Mais pour Michael Musacchio, il n’est pas question de choisir un camp ou l’autre. Tout ce qu’il veut, c’est que le cimetière rouvre ses portes dès que possible afin qu’il puisse revoir la tombe de sa fille. « La grève ne devrait pas toucher les familles, dénonce-t-il. Nous ne devrions pas être pris en otage. » Il avait l’habitude de se recueillir sur la tombe de sa fille une fois par semaine depuis son décès, il y a près de deux ans.
« S’ils n’ouvrent pas pour Pâques, je vais passer par-dessus la clôture », affirme-t-il avec détermination. « S’il y a trop de neige, je la pelletterai. »
Même désespoir chez Ron Tondino, qui ne peut plus visiter la sépulture de son frère, décédé l’été dernier. « Mon autre frère et moi, on venait chaque semaine avec notre café et notre chaise », articule-t-il avec émotion. « Maintenant, mon frère et moi, on vient chaque mercredi sur la voie Camilien-Houde.
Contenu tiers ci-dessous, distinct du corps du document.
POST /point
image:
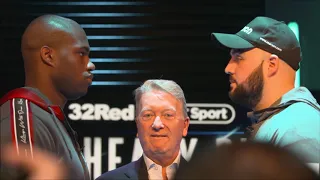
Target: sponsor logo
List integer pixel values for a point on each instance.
(89, 111)
(199, 113)
(247, 29)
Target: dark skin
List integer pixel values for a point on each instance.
(56, 58)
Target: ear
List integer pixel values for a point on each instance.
(186, 126)
(46, 54)
(273, 65)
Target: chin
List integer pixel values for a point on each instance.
(76, 95)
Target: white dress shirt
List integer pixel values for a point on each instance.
(155, 170)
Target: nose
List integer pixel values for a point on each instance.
(157, 124)
(230, 68)
(91, 66)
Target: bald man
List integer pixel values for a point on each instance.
(55, 51)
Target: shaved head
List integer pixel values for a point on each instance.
(55, 51)
(47, 30)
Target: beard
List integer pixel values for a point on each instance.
(249, 93)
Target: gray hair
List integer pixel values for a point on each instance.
(167, 86)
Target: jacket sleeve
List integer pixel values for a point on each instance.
(23, 132)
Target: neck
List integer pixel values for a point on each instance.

On prend notre café. » Ils ne voient pas la sépulture de leur frère, mais ils savent qu’elle n’est pas trop loin.
Dans un communiqué paru le 13 mars, la Fabrique affirme toutefois que les portes du cimetière vont «bientôt» rouvrir. «L’arrivée du printemps, l’évolution de la température et la fonte des neiges permettront de déterminer le moment où l’ensemble du site et les 33 kilomètres de chemins qui le parcourent seront devenus sécuritaires pour accueillir les membres des familles des défunts. Dès que ces conditions favorables seront réunies, l’horaire d’ouverture du Cimetière sera rendu public.»
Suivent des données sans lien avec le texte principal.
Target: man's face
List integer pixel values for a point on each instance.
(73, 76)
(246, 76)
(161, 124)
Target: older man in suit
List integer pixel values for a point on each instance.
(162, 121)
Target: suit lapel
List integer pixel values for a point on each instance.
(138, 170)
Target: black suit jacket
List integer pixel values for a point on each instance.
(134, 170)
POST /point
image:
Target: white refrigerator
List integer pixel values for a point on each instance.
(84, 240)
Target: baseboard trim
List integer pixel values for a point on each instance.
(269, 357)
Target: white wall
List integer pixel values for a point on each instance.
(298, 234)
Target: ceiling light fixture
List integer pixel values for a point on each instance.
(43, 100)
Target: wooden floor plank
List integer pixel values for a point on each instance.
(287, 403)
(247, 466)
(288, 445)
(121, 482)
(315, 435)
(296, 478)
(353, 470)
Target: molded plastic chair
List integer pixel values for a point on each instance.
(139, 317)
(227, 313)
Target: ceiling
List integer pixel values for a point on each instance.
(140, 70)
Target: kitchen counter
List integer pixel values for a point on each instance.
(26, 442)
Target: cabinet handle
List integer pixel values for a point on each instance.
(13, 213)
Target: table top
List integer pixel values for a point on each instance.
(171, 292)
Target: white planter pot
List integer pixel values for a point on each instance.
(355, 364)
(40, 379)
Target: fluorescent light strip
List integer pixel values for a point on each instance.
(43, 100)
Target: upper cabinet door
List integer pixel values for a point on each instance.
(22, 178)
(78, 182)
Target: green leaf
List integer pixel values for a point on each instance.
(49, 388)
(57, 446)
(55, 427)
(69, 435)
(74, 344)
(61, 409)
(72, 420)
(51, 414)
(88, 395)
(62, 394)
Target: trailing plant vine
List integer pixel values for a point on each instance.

Les demandes des syndicats concernent essentiellement le salaire. « On veut une augmentation salariale décente », mentionne le président du Syndicat des employées et employés de bureau du cimetière, Éric Dufault. « L’employeur est en demande de recul partout : payer plus en assurance, réduction des employés réguliers, gel salarial sur cinq et quatre ans… » Pour la suite des négociations, il déclare n’être « pas du tout » optimiste.
Dans un communiqué, la Fabrique de la paroisse Notre-Dame de Montréal indique également qu’au mois de janvier, le cimetière a soumis une offre d’augmentation salariale « honnête et raisonnable » aux syndicats. « La rémunération représenterait, avec ces hausses salariales, un taux horaire de près de 35 $, ce qui représente une rémunération globale de 52 $ par heure pour chaque employé régulier. »
À l’heure actuelle, le cimetière accueille uniquement « les familles endeuillées qui ont rendez-vous pour une inhumation en mausolée ou pour un service de crémation. » Ces services sont payants. Le site de la Fabrique de la paroisse Notre-Dame indique également qu’« aucune inhumation en terrain n’est possible présentement. »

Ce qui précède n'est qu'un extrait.